18.   Mr. Lawson said the gas was under control in about 30 minutes from the Fortis crew arriving. Fortis’ March 27, 2021 invoice for $1,350.67 charged: $81.09 for “vehicles”, $827.18 for Fortis labour/fieldwork, and $442.40 for “3rd Party Contractors”. Given the extent of the work required to repair the damage, and because Mr. Thayer does not dispute the amount charged, I accept the $1,350.67 is reasonable for repairs. I order Mr.

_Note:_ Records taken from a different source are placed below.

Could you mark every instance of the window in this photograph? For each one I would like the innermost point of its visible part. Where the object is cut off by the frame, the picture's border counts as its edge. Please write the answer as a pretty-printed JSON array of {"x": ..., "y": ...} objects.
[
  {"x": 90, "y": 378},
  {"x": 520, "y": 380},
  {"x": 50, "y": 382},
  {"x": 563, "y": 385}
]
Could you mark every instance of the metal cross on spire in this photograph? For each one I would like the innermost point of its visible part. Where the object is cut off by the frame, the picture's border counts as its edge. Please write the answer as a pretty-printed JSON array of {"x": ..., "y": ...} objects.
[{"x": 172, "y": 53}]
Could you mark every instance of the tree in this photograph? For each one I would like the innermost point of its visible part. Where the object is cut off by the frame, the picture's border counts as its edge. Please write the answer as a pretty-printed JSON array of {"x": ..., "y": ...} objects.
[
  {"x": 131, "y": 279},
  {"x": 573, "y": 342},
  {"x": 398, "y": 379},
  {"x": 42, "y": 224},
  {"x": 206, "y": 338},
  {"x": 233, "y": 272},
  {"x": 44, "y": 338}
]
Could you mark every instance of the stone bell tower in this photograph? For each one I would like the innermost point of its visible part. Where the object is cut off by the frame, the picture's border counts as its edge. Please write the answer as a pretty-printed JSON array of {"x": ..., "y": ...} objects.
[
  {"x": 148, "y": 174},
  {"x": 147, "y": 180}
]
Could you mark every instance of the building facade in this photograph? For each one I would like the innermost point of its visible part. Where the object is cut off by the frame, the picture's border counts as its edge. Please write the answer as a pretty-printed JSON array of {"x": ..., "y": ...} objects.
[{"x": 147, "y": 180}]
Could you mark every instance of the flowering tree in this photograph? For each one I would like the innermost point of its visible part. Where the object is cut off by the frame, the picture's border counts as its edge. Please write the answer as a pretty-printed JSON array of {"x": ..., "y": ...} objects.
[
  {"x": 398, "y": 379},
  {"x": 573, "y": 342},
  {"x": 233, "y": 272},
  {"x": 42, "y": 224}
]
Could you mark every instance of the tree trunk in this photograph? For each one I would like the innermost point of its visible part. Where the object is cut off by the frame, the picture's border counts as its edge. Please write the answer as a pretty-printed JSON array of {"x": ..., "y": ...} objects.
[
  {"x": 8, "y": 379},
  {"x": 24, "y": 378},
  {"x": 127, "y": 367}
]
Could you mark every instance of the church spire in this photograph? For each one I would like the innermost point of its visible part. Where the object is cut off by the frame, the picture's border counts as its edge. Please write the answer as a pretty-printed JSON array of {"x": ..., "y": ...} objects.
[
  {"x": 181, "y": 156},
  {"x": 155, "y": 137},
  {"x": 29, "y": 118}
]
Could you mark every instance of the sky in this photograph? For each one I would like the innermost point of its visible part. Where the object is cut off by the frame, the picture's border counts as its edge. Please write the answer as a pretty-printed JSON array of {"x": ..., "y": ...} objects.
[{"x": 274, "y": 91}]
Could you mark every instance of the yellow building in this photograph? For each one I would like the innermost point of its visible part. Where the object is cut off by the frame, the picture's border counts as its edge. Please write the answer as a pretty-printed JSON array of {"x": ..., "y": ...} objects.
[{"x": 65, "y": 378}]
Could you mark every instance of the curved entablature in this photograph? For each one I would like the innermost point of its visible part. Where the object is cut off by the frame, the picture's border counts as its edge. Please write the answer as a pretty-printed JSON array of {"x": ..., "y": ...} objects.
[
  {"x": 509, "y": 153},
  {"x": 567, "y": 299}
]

Thayer to pay this amount.

19.   The Court Order Interest Act (COIA) applies to the CRT. I find Fortis is entitled to pre-judgment interest under the COIA on the $1,350.67. Calculated from March 27, 2021 to the date of this decision, this interest equals $6.63.

20.   Under section 49 of the CRTA and the CRT’s rules, a successful party is generally entitled to reimbursement of their CRT fees and reasonable dispute-related expenses. As Fortis was successful, I allow its claim for reimbursement of $125 in CRT fees. No dispute-related expenses were claimed.

ORDERS

21.   Within 21 days of this decision, I order Mr. Thayer to pay Fortis a total of $1,482.30, broken down as follows:

a.    $1,350.67 in damages,

b.    $6.63 in pre-judgment interest under the COIA, and

c.    $125 in CRT fees.

22.   Fortis is entitled to post-judgment interest, as applicable.

23.   Under section 48 of the CRTA, the CRT will not provide the parties with the order giving final effect to this decision until the time for making a notice of objection under section 56.1(2) has expired and no notice of objection has been made. The time for filing a notice of objection is 28 days after the party receives notice of the CRT’s final decision.

24.   Under section 58.1 of the CRTA, a validated copy of the CRT’s order can be enforced through the Provincial Court of BC. A CRT order can only be enforced if it is an approved consent resolution order, or, if no objection has been made and the time for filing a notice of objection has passed. Once filed, a CRT order has the same force and effect as an order of the Provincial Court of BC.